If you can price it closest to what you think someone will pay for it at the beginning, you have a better chance of getting top dollar. If you overprice it and it sits on the market for a while, you’ll probably be kicking yourself when you are forced to drop the price a time or two.

Do yourself a favor learn how to price your home correctly.

Price – buyer vs. seller

Sellers probably don’t have much perspective on the market and develop unreal expectations. They are only worried about their house, limiting their view.

Good agents live and breathe the market every day. They are well in tune with what’s going on because they’re the ones showing and touring homes, gaining an understanding of what drives home sales.

A lot of sellers overvalue their homes because they have that emotional attachment price tag tacked on too. Their home is only special to them, and no one else. It’s not uncommon for sellers to believe the agent’s price doesn’t match their own because they want a quick sale; and the friction begins.

Most good agents know what a home can truly sell for, because quality homes that show well sell in good days and bad.

First impressions last

Markets respond to new listings within a couple weeks, so it’s your job to make it attractive to potential buyers from the start. Your best bet is to follow exactly as your agent says, declutter, clean, painting, and staging in order to gain the advantage.

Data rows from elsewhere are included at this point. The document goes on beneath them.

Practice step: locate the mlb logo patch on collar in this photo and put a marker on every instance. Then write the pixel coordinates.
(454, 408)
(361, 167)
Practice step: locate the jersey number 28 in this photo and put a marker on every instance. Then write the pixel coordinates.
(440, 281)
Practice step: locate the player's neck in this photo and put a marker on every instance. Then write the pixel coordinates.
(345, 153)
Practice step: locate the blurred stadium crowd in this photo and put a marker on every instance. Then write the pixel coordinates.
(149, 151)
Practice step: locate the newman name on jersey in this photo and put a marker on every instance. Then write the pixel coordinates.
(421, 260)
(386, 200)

If you list at the wrong price you can leave a bad first impression for the market. Your home could lose momentum and never be able to recover. The longer it sits on the market, the less interesting it is.

Dropping price

You’ll be forced to drop your price if the home sits for too long and has little activity. If it’s mispriced by at least 5% (from the buyer’s perspective) your agent will ask you to drop your asking price. If you happen to still misprice it, and need to come down a second time, buyers won’t take your home seriously and you’ll take a big hit.

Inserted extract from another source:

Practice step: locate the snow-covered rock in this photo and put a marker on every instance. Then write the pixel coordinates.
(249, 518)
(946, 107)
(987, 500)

Once you figure out the right price, the buyers will come. As they come so do their lowball offers. Not pricing your home right from the beginning will literally cost you because you’ve lost your momentum.

Risk the market changing

You could get hit again by watching the market decline over time. Spring could be a healthy time for the market, but the fall could be a different story. Inventory will be plentiful, and the economy slows, interest rates rise, or any other factor could come into play.

By pricing too high, you risk the chance of sitting on a fluctuating market that could cost you money.

Risk poor showings

The longer your home sits on the market, the more likely you are to fall back into your ways and replace all the clutter you recently eliminated. The house gets dirty again and buyers notice. Your showing this go-around sucked compared to when it first hit the market.

A dirty house that is asking for top dollar will never get what they want. Buyers will notice a dirty house and assume you don’t take care of it insinuating there could be more problems. Once this happens they will offer a substantially lower deal than you planned.  


If you really want to sell your home, you better get serious about it. Have a game plan and don’t lose your motivation.

If your agent doesn’t think you can get what you are asking for, it’s best to follow their advice and use their recommendations.

Markets respond and treat sellers who are serious about selling well.